After a hiatus of fifty years or more, the physical origins of CONSCIOUSNESS are being once again vigorously debated, in hundreds of books and monographs published in the last decade. What sparse facts can we ascertain about the neurobiological basis of consciousness, and what can we reasonably assume at this point in time?

By and large, neuroscientists have made a number of working assumptions that need to be justified more fully. In particular,

1. There is something to be explained, that is, the subjective content associated with a conscious sensation (what philosophers refer to as QUALIA; see also WHAT-IT'S-LIKE) does exist and has its physical basis in the brain.

2. Consciousness is one of the principal properties of the human brain, a highly evolved system; it must therefore have a useful function to perform. Crick and Koch (1995) assume that the function of visual consciousness is to produce the best current interpretation of the visual scene -- in the light of past experiences -- and to make it available for a sufficient time to the parts of the brain that contemplate, plan, and execute voluntary motor outputs (including language).
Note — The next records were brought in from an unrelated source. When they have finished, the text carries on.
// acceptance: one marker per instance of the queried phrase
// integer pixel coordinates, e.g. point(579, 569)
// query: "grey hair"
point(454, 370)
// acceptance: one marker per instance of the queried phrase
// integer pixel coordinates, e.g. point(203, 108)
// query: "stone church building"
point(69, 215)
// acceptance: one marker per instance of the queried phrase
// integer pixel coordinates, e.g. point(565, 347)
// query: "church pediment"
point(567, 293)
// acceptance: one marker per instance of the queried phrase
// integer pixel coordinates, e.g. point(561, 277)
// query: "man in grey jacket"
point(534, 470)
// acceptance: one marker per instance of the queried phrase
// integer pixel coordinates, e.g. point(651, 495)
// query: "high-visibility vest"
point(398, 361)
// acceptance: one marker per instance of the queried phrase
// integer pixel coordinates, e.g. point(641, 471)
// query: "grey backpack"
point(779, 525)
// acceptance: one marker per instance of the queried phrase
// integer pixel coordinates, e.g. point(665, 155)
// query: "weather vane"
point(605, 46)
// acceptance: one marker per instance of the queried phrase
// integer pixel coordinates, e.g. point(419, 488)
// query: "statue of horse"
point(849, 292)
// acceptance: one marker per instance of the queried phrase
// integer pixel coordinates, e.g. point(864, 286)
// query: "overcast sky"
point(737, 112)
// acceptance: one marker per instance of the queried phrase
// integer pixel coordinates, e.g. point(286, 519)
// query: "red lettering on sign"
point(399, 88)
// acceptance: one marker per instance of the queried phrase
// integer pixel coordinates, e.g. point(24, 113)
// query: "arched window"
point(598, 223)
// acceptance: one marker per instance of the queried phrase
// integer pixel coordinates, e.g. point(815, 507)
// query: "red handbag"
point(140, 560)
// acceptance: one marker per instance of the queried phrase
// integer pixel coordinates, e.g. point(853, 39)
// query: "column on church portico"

This needs to be contrasted with the on-line systems that bypass consciousness but can generate stereotyped behaviors (see below).

3. At least some animal species (i.e., non-human primates such as the macaque monkey) are assumed to possess some aspects of consciousness. Consciousness associated with sensory events is likely to be very similar in humans and monkeys for several reasons. First, trained monkeys behave as humans do under controlled conditions for most sensory tasks (e.g., visual motion discrimination; see MOTION, PERCEPTION OF; Wandell 1995). Second, the gross neuroanatomy of humans and nonhuman primates is the same, once the difference in size has been accounted for. Finally, MAGNETIC RESONANCE IMAGING in humans is confirming the existence of a functional organization very similar to that discovered by single-cell electrophysiology in the monkey (Tootell et al. 1996). As a corollary, it follows that language is not necessary for consciousness to occur (although it greatly enriches human consciousness). In the following, we will mainly concentrate on sensory consciousness, and, in particular, on visual consciousness, because it is experimentally the most accessible and the best understood.

Cognitive and clinical research demonstrates that much complex information processing can occur without involving consciousness, both in normals as well as in patients. Examples of this include BLINDSIGHT (Weiskrantz 1997), priming, and the implicit recognition of complex sequences (Velmans 1991; Berns, Cohen, and Mintun 1997). Milner and Goodale (1995) have made a masterful case for the existence of so-called on-line visual systems that bypass consciousness, and that serve to mediate relative stereotype visual-motor behaviors, such as eye and arm movements as well as posture adjustments, in a very rapid manner. On-line systems work in egocentric coordinate systems and lack both certain types of perceptual ILLUSIONS (e.g. size illusion) and direct access to WORKING MEMORY. Milner and Goodale (1995; see also Rossetti forthcoming) hypothesize that on-line systems are associated with the dorsal stream of visual information in the CEREBRAL CORTEX, originating in the primary VISUAL CORTEX (V1) and terminating in the posterior parietal cortex (see VISUAL PROCESSING STREAMS). This contrasts well with the function of consciousness alluded to above, namely, to synthesize information from many different sources and use it to plan behavioral patterns over time.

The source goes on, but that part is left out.